Essenes taught the young Jesus Christ. They taught John the Baptist.
They called themselves healers and performed all of Christ’s miracles—curing the sick, reviving the dead, casting out demons—for centuries before Lazarus. The Jains turned water into wine centuries before the Essenes, who did it centuries before Jesus.
“You can repeat the same miracles over and over as long as no one remembers the last time,” the doctor says. “You remember that.”
The same way Christ called himself a stone rejected by masons, the Jain hermits had called themselves logs rejected by all carpenters.
“Their idea,” the doctor says, “is that the visionary must live apart from the normal world, and reject pleasure and comfort and conformity in order to connect with the divine.”
Paulette brings lunch on a tray, but Misty doesn’t want food. Behind her closed eyelids, she hears the doctor eating. The scrape of the knife and fork on the china plate. The ice rattling in the glass of water.
He says, “Paulette?” His voice full of food, he says, “Can you take those pictures there, by the door, and put them in the dining room with the others?”
Someplace safe.
You can smell ham and garlic. There’s something chocolate, too, pudding or cake. You can hear the doctor chew, and the wet sound of each swallow.
“The interesting part,” the doctor says, “is when you look at pain as a spiritual tool.”
Pain and deprivation. The Buddhist monks sit on roofs, fasting and sleepless until they reach enlightenment. Isolated and exposed to the wind and sun. Compare them to Saint Simeon, who rotted on his pillar. Or the centuries of standing yogis. Or Native Americans who wandered on vision quests. Or the starving girls in nineteenth-century America who fasted to death out of piety. Or Saint Veronica, whose only food was five orange seeds, chewed in memory of the five wounds of Christ. Or Lord Byron, who fasted and purged and made his heroic swim of the Hellespont. A romantic anorexic. Moses and Elijah, who fasted to receive visions in the Old Testament. English witches of the seventeenth century who fasted to cast their spells. Or whirling dervishes, exhausting themselves for enlightenment.
The doctor just goes on and on and on.
All these mystics, throughout history, all over the world, they all found their way to enlightenment by physical suffering.
And Misty just keeps on painting.
“Here’s where it gets interesting,” the doctor’s voice says. “According to split-brain physiology, your brain is divided like a walnut into two halves.”
The left half of your brain deals with logic, language, calculation, and reason, he says. This is the half people perceive as their personal identity. This is the conscious, rational, everyday basis of our reality.
The right side of your brain, the doctor tells her, is the center of your intuition, emotion, insight, and pattern recognition skills. Your subconscious.

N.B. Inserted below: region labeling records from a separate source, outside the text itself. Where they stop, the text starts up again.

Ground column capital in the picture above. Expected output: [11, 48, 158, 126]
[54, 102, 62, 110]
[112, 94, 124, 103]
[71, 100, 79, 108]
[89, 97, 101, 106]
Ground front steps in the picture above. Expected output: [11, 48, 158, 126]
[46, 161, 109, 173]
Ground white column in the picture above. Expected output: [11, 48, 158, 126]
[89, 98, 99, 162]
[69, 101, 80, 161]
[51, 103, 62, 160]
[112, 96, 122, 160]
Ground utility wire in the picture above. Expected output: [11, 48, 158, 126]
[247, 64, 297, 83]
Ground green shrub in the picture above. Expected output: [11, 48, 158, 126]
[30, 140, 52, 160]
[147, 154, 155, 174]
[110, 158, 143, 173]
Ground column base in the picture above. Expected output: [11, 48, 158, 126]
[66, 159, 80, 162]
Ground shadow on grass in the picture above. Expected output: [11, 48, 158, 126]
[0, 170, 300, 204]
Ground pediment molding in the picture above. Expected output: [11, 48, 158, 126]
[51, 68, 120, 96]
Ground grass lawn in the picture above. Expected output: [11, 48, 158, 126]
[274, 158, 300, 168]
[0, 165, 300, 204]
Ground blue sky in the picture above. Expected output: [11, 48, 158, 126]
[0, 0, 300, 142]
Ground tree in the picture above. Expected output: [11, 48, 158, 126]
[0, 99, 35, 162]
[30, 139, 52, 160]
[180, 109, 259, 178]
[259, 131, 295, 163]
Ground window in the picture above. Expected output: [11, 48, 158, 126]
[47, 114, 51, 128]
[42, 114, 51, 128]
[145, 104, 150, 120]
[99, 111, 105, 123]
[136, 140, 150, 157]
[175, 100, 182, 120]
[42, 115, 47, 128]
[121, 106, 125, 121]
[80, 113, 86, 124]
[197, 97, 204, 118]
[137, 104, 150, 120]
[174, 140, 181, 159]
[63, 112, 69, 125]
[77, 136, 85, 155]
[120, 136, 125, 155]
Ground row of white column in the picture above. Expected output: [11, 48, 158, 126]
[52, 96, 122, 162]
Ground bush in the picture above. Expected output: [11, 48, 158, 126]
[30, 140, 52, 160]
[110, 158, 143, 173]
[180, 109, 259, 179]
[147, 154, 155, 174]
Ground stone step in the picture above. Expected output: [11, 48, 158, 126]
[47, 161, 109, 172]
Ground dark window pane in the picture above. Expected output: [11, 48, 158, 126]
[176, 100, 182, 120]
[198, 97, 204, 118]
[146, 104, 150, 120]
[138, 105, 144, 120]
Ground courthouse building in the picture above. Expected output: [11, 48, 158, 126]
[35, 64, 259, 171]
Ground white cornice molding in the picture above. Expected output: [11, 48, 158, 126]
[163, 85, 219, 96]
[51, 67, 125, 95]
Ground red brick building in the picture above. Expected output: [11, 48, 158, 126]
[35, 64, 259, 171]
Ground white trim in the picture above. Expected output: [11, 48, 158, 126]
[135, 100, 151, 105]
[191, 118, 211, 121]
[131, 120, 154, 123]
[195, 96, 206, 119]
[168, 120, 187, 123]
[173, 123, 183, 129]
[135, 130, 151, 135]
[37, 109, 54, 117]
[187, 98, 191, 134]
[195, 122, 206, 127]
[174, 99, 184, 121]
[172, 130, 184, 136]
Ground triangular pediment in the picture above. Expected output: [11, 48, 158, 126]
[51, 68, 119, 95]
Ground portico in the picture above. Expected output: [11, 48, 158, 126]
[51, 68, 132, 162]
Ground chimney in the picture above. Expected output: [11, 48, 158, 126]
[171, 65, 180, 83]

“Your left brain is a scientist,” the doctor says. “Your right brain is an artist.”
He says people live their lives out of the left half of their brains. It’s only when someone is in extreme pain, or upset or sick, that their subconscious can slip into their conscious. When someone’s injured or sick or mourning or depressed, the right brain can take over for a flash, just an instant, and give them access to divine inspiration.
A flash of inspiration. A moment of insight.
The French psychologist Pierre Janet called this condition “the lowering of the mental threshold.”
Dr. Touchet says, “Abaissement du niveau mental.”
When we’re tired or depressed or hungry or hurting.
According to the German philosopher Carl Jung, this lets us connect to a universal body of knowledge. The wisdom of all people over all time.